東京都は7月27日、「令和3年度 国の施策及び予算に対する東京都の提案要求」を公表。

553頁からなる「冊子」と67頁からなる「冊子(抜粋版)」の2種類。

令和3年度 国の施策及び予算に対する東京都の提案要求


もくじ

国への提案要求内容(昨年度とほぼ同じ)

「施策1 羽田国際空港の機能強化 」対して、「国への提案要求内容」が掲載されている(次図)。

国への提案要求内容
(抜粋版 P2-3)

「具体的要求内容」は次のとおり。

具体的要求内容

  • (1)※省略

  • (2)新飛行経路運用開始後も、情報提供については、様々な手段を通じて、地元への丁寧な情報提供と意見聴取に努めること

    安全対策については、引き続き万全を尽くし、落下物対策の強化に向けて、平成30年9月に策定された落下物防止対策基準の充実や安全対策の取組に関する情報提供の充実に努めること。
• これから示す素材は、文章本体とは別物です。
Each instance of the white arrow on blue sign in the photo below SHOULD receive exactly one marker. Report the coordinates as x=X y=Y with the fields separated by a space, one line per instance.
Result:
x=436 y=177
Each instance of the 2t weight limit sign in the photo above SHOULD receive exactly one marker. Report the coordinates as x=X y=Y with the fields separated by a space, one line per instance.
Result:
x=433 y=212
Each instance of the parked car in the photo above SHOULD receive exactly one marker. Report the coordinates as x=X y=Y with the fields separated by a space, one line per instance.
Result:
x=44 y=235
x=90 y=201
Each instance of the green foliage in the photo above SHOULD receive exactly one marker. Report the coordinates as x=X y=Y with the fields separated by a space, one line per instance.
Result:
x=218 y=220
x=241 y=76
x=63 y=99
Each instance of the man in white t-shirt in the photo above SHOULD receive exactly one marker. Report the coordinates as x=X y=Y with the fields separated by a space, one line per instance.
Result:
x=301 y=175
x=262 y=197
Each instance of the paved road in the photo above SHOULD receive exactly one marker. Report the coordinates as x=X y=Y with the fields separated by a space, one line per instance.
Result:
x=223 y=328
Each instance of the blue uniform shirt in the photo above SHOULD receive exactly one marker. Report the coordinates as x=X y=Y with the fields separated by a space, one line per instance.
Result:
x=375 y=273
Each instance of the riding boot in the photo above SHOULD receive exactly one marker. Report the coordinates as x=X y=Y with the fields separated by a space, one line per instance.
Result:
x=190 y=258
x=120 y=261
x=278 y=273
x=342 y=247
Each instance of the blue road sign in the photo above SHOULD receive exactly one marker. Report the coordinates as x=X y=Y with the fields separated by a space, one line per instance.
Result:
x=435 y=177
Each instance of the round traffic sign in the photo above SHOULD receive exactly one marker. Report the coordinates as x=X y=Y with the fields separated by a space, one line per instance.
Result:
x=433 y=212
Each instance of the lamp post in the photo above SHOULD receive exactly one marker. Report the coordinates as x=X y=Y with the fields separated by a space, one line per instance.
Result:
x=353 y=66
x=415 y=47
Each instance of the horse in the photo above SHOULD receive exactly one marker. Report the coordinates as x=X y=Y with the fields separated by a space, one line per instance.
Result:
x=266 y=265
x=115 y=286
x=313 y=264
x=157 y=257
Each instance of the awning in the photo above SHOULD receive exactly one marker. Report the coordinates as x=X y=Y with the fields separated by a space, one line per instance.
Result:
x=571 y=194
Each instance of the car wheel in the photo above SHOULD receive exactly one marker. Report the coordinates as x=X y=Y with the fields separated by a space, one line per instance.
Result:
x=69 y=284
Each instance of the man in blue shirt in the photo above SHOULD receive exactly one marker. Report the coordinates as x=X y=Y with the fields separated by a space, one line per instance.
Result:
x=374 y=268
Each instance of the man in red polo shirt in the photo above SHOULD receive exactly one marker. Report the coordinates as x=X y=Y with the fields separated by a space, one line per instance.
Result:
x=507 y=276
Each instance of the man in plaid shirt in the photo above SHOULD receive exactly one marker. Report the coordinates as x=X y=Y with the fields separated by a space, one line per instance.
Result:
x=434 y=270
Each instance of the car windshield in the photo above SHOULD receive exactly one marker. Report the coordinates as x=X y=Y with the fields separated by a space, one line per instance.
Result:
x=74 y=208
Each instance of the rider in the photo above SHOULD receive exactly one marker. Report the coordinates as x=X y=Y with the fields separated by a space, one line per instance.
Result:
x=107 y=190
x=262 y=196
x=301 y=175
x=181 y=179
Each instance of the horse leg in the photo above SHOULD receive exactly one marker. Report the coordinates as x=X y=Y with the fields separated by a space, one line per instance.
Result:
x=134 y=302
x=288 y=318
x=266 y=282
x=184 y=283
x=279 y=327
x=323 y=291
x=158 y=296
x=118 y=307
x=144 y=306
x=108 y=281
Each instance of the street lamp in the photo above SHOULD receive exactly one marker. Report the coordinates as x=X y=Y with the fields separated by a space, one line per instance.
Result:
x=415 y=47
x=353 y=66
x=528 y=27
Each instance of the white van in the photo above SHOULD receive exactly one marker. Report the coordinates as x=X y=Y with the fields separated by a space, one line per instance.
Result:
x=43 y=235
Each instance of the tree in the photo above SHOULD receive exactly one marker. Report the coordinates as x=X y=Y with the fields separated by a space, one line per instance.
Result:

    騒音対策については、低騒音機の導入促進を図るとともに、防音工事助成の円滑な実施に努めること。また、新飛行経路に関連し増設された騒音測定局による騒音影響の監視及び情報提供に取り組むこと

     さらに、羽田空港の機能強化に対する関係区市の意見への回答に沿うよう、引き続き丁寧かつ真摯に対応すること

  • (3)長期的な航空需要の増加に対応するため、東京2020大会開催以降の方策など、更なる機能強化についても検討を進めること
     なお、検討に当たっては、空港機能と港湾機能が共存できるよう配慮すること。

じつはこの要求内容は1年前に出された「令和2年度 国の予算編成に対する東京都の提案要求」とほとんど同じ。

 

コピペ文章ベースだから、羽田新ルート問題に対する都知事のやる気のなさしか感じられないのは筆者だけか。とはいえ、「東京2020大会開催以降の方策など、更なる機能強化についても検討を進めること」を見逃すわけにはいかない。

「更なる機能強化」の検討を国に要求した意味

「更なる機能強化」と言われても、多くの都民にはピンとこないだろう。「更なる機能強化」とは、「第5滑走路(E滑走路)」の増設計画のことを示唆している。

東京都は19年8月22日に公表した「『未来の東京』への論点」のなかでも、「第5滑走路(E滑走路)」という言葉は使わずに、「羽田空港の更なる機能強化」を謳っている(都の長期戦略に「羽田空港の更なる機能強化」)。

都議会定例会(19年9月9日)で東京都技官は「都が滑走路の増設に向けて国と協議に着手する方針であるという事実はございません」と、読売記事「羽田滑走路 増設協議へ…都と国 機能強化へ5本目」の火消しに回っていた。

「第5滑走路(E滑走路)」という議論百出しそうな表現の代わりに「羽田空港の更なる機能強化」を言い続けること。これにより、国は都(都民)からの要望に応えたという形で第5滑走路(E滑走路)の増設計画を進めることができる。

 

第5滑走路(E滑走路)は、工事費6,200~9,700億円程度、工事期間10~15年程度(地域との合意、関係者調整、環境アセスメントに必要な期間を除く)とされている。

第5滑走路(E滑走路)が運用されると、明治神宮外苑を南下して、青山一丁目、国立新美術館、六本木ヒルズ毛利庭園、麻布十番、三田の慶応、品川埠頭の上空を通過することになる(次図、紫色の直線)。